Motorrad-Veteranen machen Zwischenstopp am Landmaschinenmuseum Riesenbeck
am 26. Mai 2007

Da war richtig was los! Der Automobilclub Ibbenbüren veranstaltete die 27. Motorrad-Veteranen-Rallye mit Mannschaftswertung "Münsterland-Trophy" und den 26. Internationalen Gleichmäßigkeitslauf für Veteranenmotorräder am Pfingstwochenende. Von den knapp 400 gemeldeten Motorrädern aus der Zeit vor dem 2. Weltkrieg waren 13 Maschinen sogar älter als 100 Jahre! Zum Auftakt starteten die Teilnehmer am Samstag, den 26. Mai 2007 zu einer kleinen Ausfahrt, die über 20 Kilometer von Ibbenbüren über Gravenhorst nach Riesenbeck und schließlich zurück nach Ibbenbüren führte.
Dabei steuern die Fahrer unter anderem das Landmaschinenmuseum in Riesenbeck an, wo sie der Heimatverein mit Schnittchen und Getränken verköstigt. Die Steinofenbäcker hatten in aller Frühe eigens für diese Veranstaltung Brote und Weggen gebacken.
Die vielen Maschinen, die ideal zur Kulisse des Landmaschinenmuseums passten, füllten schließlich fast jeden freien Platz der großzügigen Museumsanlage. Ein Augenschmaus nicht nur für Liebhaber von Zwei- und Dreirad-Oldies!
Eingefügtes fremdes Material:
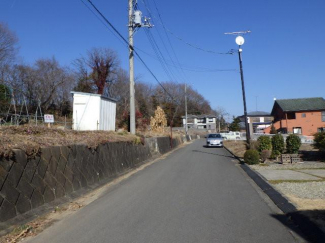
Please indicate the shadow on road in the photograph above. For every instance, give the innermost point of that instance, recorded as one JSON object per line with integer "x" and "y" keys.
{"x": 216, "y": 154}
{"x": 300, "y": 222}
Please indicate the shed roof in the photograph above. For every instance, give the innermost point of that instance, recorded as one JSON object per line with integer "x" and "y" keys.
{"x": 302, "y": 104}
{"x": 91, "y": 94}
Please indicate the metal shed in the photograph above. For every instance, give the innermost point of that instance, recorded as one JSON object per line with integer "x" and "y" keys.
{"x": 93, "y": 112}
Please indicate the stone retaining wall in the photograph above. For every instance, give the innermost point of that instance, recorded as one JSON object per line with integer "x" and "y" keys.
{"x": 26, "y": 184}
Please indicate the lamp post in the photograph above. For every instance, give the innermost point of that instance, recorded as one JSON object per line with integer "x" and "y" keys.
{"x": 240, "y": 41}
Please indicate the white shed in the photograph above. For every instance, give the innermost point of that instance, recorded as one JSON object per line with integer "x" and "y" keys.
{"x": 93, "y": 112}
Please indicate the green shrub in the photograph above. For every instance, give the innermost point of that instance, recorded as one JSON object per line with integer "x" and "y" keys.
{"x": 293, "y": 143}
{"x": 319, "y": 141}
{"x": 265, "y": 154}
{"x": 275, "y": 154}
{"x": 251, "y": 157}
{"x": 273, "y": 130}
{"x": 277, "y": 144}
{"x": 252, "y": 145}
{"x": 264, "y": 143}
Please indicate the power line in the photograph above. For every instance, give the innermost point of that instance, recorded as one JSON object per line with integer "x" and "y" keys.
{"x": 188, "y": 68}
{"x": 162, "y": 40}
{"x": 135, "y": 52}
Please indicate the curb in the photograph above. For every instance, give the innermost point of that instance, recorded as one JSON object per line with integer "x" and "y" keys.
{"x": 311, "y": 231}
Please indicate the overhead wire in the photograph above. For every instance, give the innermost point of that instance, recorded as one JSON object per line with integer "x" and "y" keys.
{"x": 131, "y": 47}
{"x": 147, "y": 6}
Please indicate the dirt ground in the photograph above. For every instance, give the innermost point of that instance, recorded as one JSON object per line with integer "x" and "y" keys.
{"x": 312, "y": 208}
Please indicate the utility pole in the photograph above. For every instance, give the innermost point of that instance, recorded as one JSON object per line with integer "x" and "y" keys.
{"x": 240, "y": 41}
{"x": 186, "y": 128}
{"x": 248, "y": 136}
{"x": 135, "y": 22}
{"x": 131, "y": 63}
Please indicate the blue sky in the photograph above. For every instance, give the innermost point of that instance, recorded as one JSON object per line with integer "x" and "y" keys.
{"x": 283, "y": 57}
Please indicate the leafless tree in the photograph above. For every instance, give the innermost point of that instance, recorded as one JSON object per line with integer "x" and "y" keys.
{"x": 8, "y": 41}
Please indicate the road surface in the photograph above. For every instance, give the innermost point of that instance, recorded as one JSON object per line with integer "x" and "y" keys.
{"x": 195, "y": 194}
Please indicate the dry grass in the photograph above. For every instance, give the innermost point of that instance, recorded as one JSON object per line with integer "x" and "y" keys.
{"x": 32, "y": 138}
{"x": 238, "y": 148}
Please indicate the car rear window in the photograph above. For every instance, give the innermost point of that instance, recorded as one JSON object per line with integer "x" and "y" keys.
{"x": 214, "y": 136}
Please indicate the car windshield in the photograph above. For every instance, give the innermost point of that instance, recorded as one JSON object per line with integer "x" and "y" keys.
{"x": 214, "y": 136}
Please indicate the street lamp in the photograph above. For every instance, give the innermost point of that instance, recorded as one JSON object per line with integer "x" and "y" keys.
{"x": 240, "y": 41}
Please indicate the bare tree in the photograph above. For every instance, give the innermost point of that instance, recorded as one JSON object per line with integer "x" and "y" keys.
{"x": 8, "y": 40}
{"x": 103, "y": 63}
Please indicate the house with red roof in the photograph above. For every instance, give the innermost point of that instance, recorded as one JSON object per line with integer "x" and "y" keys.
{"x": 304, "y": 116}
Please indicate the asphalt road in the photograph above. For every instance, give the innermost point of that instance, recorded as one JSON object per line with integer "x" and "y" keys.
{"x": 195, "y": 194}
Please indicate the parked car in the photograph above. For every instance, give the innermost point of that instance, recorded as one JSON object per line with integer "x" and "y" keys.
{"x": 214, "y": 139}
{"x": 231, "y": 135}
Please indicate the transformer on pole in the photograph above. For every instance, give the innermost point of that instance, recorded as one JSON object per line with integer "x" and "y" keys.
{"x": 135, "y": 22}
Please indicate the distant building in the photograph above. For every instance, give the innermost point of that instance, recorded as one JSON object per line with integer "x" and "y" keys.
{"x": 207, "y": 122}
{"x": 258, "y": 121}
{"x": 304, "y": 116}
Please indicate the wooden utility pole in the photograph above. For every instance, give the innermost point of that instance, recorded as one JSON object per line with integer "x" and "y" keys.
{"x": 131, "y": 63}
{"x": 186, "y": 128}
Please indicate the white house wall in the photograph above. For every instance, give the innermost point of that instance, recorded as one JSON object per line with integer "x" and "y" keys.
{"x": 107, "y": 115}
{"x": 86, "y": 113}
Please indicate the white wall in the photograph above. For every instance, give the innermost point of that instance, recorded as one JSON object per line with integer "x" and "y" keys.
{"x": 107, "y": 115}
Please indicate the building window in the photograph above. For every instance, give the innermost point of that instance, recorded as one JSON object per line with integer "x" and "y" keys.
{"x": 297, "y": 130}
{"x": 291, "y": 115}
{"x": 200, "y": 120}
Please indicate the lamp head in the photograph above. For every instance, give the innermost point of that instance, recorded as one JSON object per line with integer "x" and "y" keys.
{"x": 240, "y": 40}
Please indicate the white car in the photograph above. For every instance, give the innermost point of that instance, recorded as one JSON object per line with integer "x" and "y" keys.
{"x": 214, "y": 139}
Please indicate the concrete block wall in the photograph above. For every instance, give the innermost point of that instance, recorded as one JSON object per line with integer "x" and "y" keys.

Große, klingenden und auch weniger bekannte Namen prangten auf den Motorrädern: Alba, Alcyion, Ardie, Ariel, Armac, ATS, Auto-Fauteuil, Automoto, AWD-JAP, Bleha, BMW, Brough, B.S.A., Clement, Cleveland, Condor, Cudell de Dion Bouton, D-Rad, Diamant, DKM, DKW, Dollar, Douglas, Dürrkopp, Excelsior, Express, Favorit, Fisker&Nielsen, FN, Gillet Herstal, Gnome-Rhone, Harley Davidson, Harnisch + Lehmann, Hercules, Horex, Hulla, Humber, Husqvarna, Indian, Koeler, Lurquin & Condert, Magnat, Mars, Matchless, Miele, Molotow, Monet Goyon, Moser, Moto Guzzi, Moto Rèwe, Motobecane, Motoconfort, Motosacoche, Nimbus, Norton, NSH, NSU, OK, Opel, Ostner, Panther, Peugot, Phänomen, Praga, Premier, Presto-Damen, Progress, Puch, Ravat, Renner, Rover, Royal , Schüttoff, Scott , Simson, Sokol, Standard, Stock, Sunbeam, Terrot, Tornax, Triumph, TWN, Universelle, Urania, UT, Vaterland, Victoria, Wanderer, Würtembergia, Yale, Zedel, Zehnder, Zenit und Zündapp. Die Teilnehmer kamen aus Belgien, Dänemark, Großbritannien, den Niederlanden, Österreich, der Schweiz, und Deutschland.
Trotz des großen Andranges verliefen die An- und Abfahrten dank der großen Disziplin der Fahrer und der vielen Helfer des Veranstalters und des Heimatvereins Riesenbeck völlig reibungslos. Es war auch selbstverständlich, dass der Heimatverein einen abgebrochenen Bolzen wieder anschweißte oder einem Fahrer mit Treibstoff aus der Not half.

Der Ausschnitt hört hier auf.